The attack is even affecting civil cases. Joseph Rice, a San Francisco jury consultant, says his mock juries are suddenly more skeptical of personal-injury lawsuits. They are coming in with lower emotional-distress awards in product-liability cases and telling him it's because the plaintiffs' pain and suffering do not compare to what they saw in the World Trade Center collapse.

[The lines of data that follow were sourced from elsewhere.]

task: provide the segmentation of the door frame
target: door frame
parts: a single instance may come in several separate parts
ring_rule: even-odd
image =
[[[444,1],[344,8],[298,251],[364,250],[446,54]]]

Lawyers, in closing arguments, are urging jurors not to take their frustration out on the defendants. And they are trying to remind them that cops aren't perfect. "The answer to that is you can be heroic in one minute, perjurious in the next, depending on what your goals are," says David Lewis, the lawyer for a 1993 World Trade Center bombing defendant. Still, defense lawyers say Sept. 11's impact may not be all bad. Robin Steinberg, director of Bronx Defenders, a New York public-defender office, says world terrorism may make jurors question if it makes sense to devote so much energy to petty crime. She worries that cops testifying against her clients may benefit from extra goodwill, but she says it could be worse. "If it were fire fighters testifying," she says, "that would be terrible."